Many of us have traveled around the USA. Perhaps, some from Oregon to California, others from Maine to Florida, or even to Ohio or Texas. What we all see before us as we travel is climate change over long distances north to south. Our great country has a number of climates such as temperate, subtropical, tropical and even a temperate rain forest on the West Coast. For one country to have such a variation is truly wonderful

I would think there are some people that travel from climate to climate and give little thought as to what is growing before their eyes. Then there is that eternal plant nut that sees every little change in the plants that grow in different areas of our land. There are many factors that favor plant growth but for this discussion, let’s consider temperature.

I have never seen a hillside in Maine ablaze with hibiscus or an apple orchard in the Florida Keys. I would suspect the temperature difference is the culprit. This brings into question the origin of plants and that of plant temperature tolerance. Most “backyard” gardeners do not give this subject quite enough merit. I think this is a case that we do things because they work but really don’t know why. Most tomato varieties will drop their blossoms above 85 degrees or there about. Many seeds will not germinate in high soil temperatures and some varieties of lettuce need light! Bury lettuce seeds too deep and they will not germinate, as the seeds of crepe myrtle (lagerstroemia) do.

Another question is plant hardiness, which simply is how well a plant tolerates cold before damage and/or death. The US Government has established plant hardiness zones nation-wide based on maximum cold temperature for a certain area. Florida has three zones: 8, 9 and 10, which is rather amazing. Some zone maps list the lower Keys as zone 11. When you are leafing through that glorious plant and seed catalogue pay heed to the plant zones listed for that plant. The catalogues have a desire to widen the zone listing to appeal to more customers. By all means, try to assure success by putting plants in their proper zone listing.
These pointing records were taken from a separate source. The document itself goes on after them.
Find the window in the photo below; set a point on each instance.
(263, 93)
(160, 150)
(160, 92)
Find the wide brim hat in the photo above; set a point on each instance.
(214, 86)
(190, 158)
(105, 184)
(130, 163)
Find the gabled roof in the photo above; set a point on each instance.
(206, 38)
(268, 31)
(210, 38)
Now let us think some about where our garden vegetables come from. I would guess most of us think our vegetables originated in the US. That thought couldn’t be farther from the truth. Our earth is renowned for plant hunters searching the globe for new plant discoveries. Most all of our garden vegetables were not known to North America. Many of them were brought here by explorers and early settlers. Let me list a few examples: beans-Brazil and Guatemala, beets-Asia minor and Near East, pepper-West Indies and Peru, radish-Middle Asia and China, mustard-Middle Asia and India, cucumber-Bay of Bengal and Himalayas. And we thought our vegetables were native to the USA!

In future columns I will discuss vegetable by vegetable its history and travels, along with the many strange and wonderful origins of our “common” worldly garden plants.